"Na rynku euro/złotego panowała dziś stabilizacja, ale wyraźnie umocnił się dolar. Wynikało to głównie z bardzo słabego odczytu indeksu (IFO) mówiącego o klimacie w biznesie niemieckim. Po godz. 10:00 zaczęła się masowa wyprzedaż euro, która uruchomiła stop-loss'y dodatkowo pogłębiając przecenę europejskiej waluty" - powiedział ekonomista banku Pekao SA, Marcin Bilbin.

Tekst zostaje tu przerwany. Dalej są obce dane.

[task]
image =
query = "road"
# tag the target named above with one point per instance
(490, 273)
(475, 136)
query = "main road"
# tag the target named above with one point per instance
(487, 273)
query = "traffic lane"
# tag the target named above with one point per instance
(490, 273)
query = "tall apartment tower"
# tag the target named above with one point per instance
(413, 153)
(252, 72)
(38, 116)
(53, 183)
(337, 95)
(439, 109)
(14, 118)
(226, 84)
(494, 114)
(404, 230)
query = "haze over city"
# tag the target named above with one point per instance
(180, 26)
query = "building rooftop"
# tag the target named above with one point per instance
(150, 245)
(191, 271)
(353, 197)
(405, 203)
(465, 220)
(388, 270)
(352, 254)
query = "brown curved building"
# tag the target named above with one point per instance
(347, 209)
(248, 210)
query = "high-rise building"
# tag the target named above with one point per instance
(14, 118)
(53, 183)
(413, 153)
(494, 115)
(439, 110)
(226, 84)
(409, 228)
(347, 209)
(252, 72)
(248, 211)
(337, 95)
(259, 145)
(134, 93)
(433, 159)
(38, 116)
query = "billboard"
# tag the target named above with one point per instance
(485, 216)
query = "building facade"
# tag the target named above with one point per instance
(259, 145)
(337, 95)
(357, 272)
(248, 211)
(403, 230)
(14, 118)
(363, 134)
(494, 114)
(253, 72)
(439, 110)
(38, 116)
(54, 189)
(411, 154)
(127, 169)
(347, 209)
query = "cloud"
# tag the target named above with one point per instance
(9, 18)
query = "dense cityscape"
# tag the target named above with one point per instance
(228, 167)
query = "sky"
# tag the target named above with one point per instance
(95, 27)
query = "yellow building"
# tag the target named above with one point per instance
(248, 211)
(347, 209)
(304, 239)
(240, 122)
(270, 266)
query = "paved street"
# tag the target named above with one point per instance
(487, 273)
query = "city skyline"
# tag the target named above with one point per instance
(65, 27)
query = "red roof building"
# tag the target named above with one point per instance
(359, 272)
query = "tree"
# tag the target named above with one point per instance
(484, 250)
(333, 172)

Analityk dodał, że kolejnym pozytywnym impulsem dla dolara była informacja o zamówieniach na dobra trwałego użytku w USA oraz o ilości nowych podań o zasiłki. Pozytywnego sentymentu do dolara nie zepsuły nawet nieco słabsze od oczekiwań wieści o sprzedaży nowych domów.
"Generalnie na rynek wraca apetyt na ryzyko, co będzie korzystne dla naszej waluty. Już dziś warto zauważyć, że złoty mocno zyskuje wobec franka szwajcarskiego, notując rekordowy poziom 2,11" - podkreśla Bilbin.
W czwartek ok. godz. 16:15 za euro płacono średnio 3,4160 zł, a za dolara 2,1750 zł. Kurs euro/dolar wynosił 1,5720.
W czwartek ok. godz. 10:05 średnia cena euro wynosiła 3,4145 zł, a dolara 2,1605 zł. Kurs euro/dolar wynosił 1,5804.